Production Incident Management

What is a Production Incident?

A production incident, commonly known as an "incident," is an unexpected event or problem that arises within our live production environments, resulting in either complete or partial service disruptions. In the case of a partial incident, it renders one or more functions of a module nonfunctional or inaccessible.

All production incidents with high blast radius or impact are posted on our status page (https://status.harness.io) and our users can subscribe to the feeds from this site to get notified.

These major incidents follow an escalated all-hands-on-deck process with shorter timeframes and higher urgency that is required to accelerate the resolution process.

Prod Incident Criteria:

  • P0 Incident means Harness is down or is unusable for 5+ customers in a specific cluster
  • P1 Incident means a major Harness feature/function is not available to any of our users including regressions (new releases breaking existing behavior)

Here is a general workflow for how an Incident is managed at Harness.

How are incidents identified and triaged?

Incidents can be detected either through our internal alerting or by an external user reporting to CX.

Internal Alerts:

All Harness services have a FireHydrant configured to create P0/P1 incidents with following criteria:

  • ART goes above the threshold
  • SLI Indicators
  • Synthetic job failures
  • GCP alerts

Services may use other alerting systems such as:

  • Grafana/Prometheus

Once a Prod incident is detected, a War Room is created immediately and on-call Service Owners and Engineering Leaders collaborate to triage and drive resolution on priority.

External Reporting

Any Harness customer is encouraged to report (by opening a P0 or P1 support ticket and/or escalating it through cx-escalation@harness.io) an issue if they believe there is a production issue qualifying as a P0 or P1

Harness CX Engineers initiate incidents for urgent issues reported by customers. (Team leads are responsible for ensuring the on-call rotation is suitable for their team's time zones, workloads, and expertise).

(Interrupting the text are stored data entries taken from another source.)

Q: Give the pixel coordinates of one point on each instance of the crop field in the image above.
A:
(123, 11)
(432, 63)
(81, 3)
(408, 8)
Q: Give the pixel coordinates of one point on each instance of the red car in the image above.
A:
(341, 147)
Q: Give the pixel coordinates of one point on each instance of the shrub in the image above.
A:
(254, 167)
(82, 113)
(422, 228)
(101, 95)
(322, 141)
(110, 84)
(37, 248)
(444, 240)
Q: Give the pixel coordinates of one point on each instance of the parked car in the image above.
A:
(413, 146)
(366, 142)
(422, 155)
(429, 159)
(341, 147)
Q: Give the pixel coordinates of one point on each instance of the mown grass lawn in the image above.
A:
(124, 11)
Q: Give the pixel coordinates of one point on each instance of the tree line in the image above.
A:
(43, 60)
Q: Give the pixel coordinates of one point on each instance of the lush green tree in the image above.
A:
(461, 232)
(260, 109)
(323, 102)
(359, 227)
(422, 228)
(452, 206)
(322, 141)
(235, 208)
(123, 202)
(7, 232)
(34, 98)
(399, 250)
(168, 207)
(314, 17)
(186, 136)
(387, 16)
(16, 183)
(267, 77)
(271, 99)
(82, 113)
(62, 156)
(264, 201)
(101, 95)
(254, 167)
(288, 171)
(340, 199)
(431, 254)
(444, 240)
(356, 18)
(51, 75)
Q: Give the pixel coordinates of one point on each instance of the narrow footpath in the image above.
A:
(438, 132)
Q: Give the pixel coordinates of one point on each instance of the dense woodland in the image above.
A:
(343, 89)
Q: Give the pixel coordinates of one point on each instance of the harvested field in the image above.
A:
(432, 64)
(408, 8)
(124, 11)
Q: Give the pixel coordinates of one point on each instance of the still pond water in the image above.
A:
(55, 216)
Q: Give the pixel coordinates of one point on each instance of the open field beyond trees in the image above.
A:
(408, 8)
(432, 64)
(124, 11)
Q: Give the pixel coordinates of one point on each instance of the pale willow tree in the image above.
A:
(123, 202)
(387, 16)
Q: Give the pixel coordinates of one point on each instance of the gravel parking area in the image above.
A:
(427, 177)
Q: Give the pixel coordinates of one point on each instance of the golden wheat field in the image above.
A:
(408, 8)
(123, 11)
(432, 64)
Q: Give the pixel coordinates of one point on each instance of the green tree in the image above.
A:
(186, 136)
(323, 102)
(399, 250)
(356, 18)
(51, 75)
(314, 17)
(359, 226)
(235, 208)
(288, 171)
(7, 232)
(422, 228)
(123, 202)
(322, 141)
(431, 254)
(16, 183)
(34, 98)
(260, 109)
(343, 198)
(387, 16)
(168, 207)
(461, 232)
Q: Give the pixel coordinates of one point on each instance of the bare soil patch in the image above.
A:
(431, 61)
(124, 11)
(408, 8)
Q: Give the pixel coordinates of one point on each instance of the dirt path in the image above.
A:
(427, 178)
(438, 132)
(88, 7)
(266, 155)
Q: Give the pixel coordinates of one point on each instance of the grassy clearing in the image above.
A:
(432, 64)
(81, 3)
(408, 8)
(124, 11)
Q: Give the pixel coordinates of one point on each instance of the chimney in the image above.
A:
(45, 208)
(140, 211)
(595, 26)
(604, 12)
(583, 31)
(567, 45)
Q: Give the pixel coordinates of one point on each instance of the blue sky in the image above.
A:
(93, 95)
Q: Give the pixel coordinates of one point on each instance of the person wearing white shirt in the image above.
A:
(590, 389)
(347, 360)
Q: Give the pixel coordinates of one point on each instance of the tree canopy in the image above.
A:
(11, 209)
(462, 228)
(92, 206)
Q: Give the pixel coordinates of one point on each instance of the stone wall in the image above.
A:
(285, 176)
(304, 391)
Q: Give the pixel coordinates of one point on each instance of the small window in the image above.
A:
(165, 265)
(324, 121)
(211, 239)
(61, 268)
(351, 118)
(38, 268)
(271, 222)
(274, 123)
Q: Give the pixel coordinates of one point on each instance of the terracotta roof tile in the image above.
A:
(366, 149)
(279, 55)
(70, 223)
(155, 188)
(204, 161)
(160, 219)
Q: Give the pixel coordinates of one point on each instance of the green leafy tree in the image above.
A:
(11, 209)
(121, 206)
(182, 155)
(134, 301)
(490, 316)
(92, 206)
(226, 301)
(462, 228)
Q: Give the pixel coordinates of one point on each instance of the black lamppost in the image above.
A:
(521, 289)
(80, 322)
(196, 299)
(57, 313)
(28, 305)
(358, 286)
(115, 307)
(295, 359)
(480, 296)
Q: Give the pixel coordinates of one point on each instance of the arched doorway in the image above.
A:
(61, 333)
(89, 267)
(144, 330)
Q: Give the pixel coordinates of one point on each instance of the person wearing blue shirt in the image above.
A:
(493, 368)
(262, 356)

A customer MUST submit a self-detected incident as an URGENT issue in their app.harness.io by selecting “Harness is completely down and unusable (Priority: Urgent)”

Once submitted, our on-call rotation will be paged and an initial response is guaranteed per the SLA outlined in: Support Tiers and Definitions

Upon initial triage by Harness Engineering, if it is found that the reported issue does not constitute a P0 or P1, we will proceed with the support triaging workflow/process after discussing and obtaining approval from the user who reported the issue.

When customers are manually reporting we encourage sharing as much explicit detail as possible to accelerate the initial triage efforts.

  • Relevant logs (if not already sent to Harness)
  • Pipeline execution URL
  • Any changes that may have been made
  • Business impact and urgency
  • Steps to reproduce

Major Incident and Platform Availability

Anyone can view the current availability status and historical data of the Harness application, as well as subscribe to receive availability alerts through status.harness.io.

Harness tracks the status of multiple services in StatusPage across our multiple Prod Clusters.

Harness' uptime SLA calculation methods can be found here: Computing uptime for Harness Modules | Harness Developer Hub.

Status Page Workflow

Harness may learn about an incident from either external customer report or internal alerting.

Once the report is confirmed and it turns out to be a major incident with a high blast radius, a message will be posted to Status Page as Investigating and transition to Identified once the root cause is known and mitigation is in progress. Once the issue is remediated it transitions to Monitoring.

Once the incident has been in Monitoring status for at least an hour, it moves to Resolved. Harness downtime SLA stops once the incident is patched/fixed and the status is set to Monitoring.

Postmortem

Harness will publish a Root Cause Analysis (RCA) on the status page's postmortem section within 48 hours after resolving an incident.